TOKYO: Japanese government bond prices rose on Monday, with the 20-year yield hitting a five-week low, tracking firmer US Treasuries as slower-than-expected US jobs growth raised uncertainty over when the Federal Reserve will scale back its stimulus.
The 10-year yield slipped 2.5 basis points to 0.780 percent after gaining 3 basis points last week, while the 10-year futures were up 0.37 point at 143.73 after trading as much as 143.78 to a two-week high.
"The report was slightly weaker than expected but it was sort of on the expected level," said a fixed-income fund manager at a Japanese asset management firm in Tokyo.
"JGB buyers will not change their mind even though if the Fed changes its monetary policy. If the Fed hikes the interest rates, then it will have a big impact. But no one expects such a big change."

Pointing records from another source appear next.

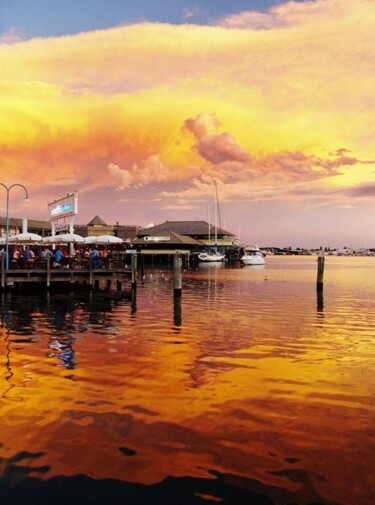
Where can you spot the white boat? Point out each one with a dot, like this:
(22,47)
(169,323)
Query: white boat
(253,256)
(211,256)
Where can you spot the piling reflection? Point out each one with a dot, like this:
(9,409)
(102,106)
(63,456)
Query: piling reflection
(256,399)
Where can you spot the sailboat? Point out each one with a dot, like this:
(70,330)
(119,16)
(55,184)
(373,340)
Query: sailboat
(211,255)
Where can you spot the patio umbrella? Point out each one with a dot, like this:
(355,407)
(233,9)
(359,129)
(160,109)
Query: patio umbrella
(25,237)
(71,238)
(91,239)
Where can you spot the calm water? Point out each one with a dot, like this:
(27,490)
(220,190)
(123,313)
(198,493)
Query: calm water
(252,389)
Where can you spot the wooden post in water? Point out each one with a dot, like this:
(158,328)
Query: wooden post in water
(134,270)
(48,267)
(320,274)
(177,262)
(2,270)
(91,277)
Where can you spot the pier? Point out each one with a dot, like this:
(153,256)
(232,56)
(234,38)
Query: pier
(116,270)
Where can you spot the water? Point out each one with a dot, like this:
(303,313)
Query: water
(250,389)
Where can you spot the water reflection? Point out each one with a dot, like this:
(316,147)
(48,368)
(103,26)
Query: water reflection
(261,398)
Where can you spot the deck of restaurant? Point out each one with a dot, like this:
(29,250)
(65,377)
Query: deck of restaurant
(73,270)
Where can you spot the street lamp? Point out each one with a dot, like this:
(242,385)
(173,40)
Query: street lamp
(7,189)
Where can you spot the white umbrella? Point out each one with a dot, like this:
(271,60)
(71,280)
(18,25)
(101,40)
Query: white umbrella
(71,237)
(64,238)
(108,239)
(25,237)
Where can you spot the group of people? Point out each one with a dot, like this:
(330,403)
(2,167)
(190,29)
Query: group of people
(58,258)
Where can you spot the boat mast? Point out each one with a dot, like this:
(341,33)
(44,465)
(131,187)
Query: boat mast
(209,226)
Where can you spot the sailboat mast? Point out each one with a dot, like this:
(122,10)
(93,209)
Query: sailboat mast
(215,226)
(217,202)
(209,225)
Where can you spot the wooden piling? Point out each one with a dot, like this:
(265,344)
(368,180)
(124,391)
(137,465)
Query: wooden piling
(134,269)
(320,273)
(3,270)
(48,267)
(177,312)
(177,263)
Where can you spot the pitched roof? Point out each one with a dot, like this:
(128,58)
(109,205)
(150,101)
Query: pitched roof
(195,228)
(97,220)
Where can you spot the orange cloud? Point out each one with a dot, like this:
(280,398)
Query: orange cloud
(258,101)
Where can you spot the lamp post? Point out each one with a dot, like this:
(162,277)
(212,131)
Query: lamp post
(7,189)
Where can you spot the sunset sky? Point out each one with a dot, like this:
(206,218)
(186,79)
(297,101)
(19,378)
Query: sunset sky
(141,106)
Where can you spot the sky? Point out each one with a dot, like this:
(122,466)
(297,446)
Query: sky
(145,108)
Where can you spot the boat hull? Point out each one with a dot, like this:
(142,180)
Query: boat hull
(253,259)
(209,258)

US employers slowed their pace of hiring in July but the jobless rate fell, a pair of mixed signals that could make the Federal Reserve more cautious about drawing down its huge economic stimulus programme.
The Bank of Japan offered to buy 700 billion yen ($7.1 billion) of JGBs with residual maturities of one to more than 10 years, as part of its aggressive monetary stimulus policies to revive the world's third-largest economy.

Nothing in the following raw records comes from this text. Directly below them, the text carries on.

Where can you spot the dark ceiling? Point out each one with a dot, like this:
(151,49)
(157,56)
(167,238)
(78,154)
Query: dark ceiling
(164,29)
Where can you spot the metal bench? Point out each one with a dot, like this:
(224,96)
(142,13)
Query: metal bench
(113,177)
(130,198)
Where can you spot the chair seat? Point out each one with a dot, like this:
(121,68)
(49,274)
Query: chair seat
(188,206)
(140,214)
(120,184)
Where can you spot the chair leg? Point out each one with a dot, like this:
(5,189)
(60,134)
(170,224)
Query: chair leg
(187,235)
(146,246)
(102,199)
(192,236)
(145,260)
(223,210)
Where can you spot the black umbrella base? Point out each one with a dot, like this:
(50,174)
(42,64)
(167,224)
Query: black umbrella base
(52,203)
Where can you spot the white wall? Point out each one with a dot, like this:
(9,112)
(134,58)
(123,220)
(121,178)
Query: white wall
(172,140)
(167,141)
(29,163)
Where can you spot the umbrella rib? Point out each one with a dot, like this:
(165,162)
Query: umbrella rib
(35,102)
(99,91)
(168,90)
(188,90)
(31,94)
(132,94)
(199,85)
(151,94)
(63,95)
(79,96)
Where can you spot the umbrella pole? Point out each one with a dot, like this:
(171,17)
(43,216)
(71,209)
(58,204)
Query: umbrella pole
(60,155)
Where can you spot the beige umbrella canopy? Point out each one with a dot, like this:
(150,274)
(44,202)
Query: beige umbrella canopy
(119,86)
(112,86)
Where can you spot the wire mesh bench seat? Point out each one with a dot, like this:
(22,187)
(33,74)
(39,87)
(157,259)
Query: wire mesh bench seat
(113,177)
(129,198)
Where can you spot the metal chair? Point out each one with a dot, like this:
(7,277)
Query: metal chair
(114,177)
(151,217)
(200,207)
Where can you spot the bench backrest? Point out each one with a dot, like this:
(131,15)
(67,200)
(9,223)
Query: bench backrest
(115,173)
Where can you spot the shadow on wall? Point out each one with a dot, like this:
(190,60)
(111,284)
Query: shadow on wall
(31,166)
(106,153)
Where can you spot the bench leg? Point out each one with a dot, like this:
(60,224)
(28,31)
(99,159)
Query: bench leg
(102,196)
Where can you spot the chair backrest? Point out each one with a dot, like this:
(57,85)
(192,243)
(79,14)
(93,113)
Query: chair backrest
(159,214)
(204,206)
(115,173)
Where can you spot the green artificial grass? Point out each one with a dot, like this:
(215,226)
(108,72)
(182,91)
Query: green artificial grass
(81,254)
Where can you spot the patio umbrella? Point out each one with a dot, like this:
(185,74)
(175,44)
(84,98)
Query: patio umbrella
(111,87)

The Japanese central bank is expected to keep monetary policy on hold at a two-day meeting starting on Wednesday as its unprecedented quantitative easing and government stimulus gradually spread through the economy.
The five-year yield dipped 1.5 basis points to 0.285 percent and came off a two-week high touched in the previous session.
The 30-year yield was down 1.5 basis points at 1.805 percent, more than recovering last week's 1 basis point rise, while the 20-year yield eased 1.5 basis points to 1.695 percent after hitting a five-week low of 1.690 percent.
The Ministry of Finance is to sell 500 billion yen of 30-year bonds on Friday.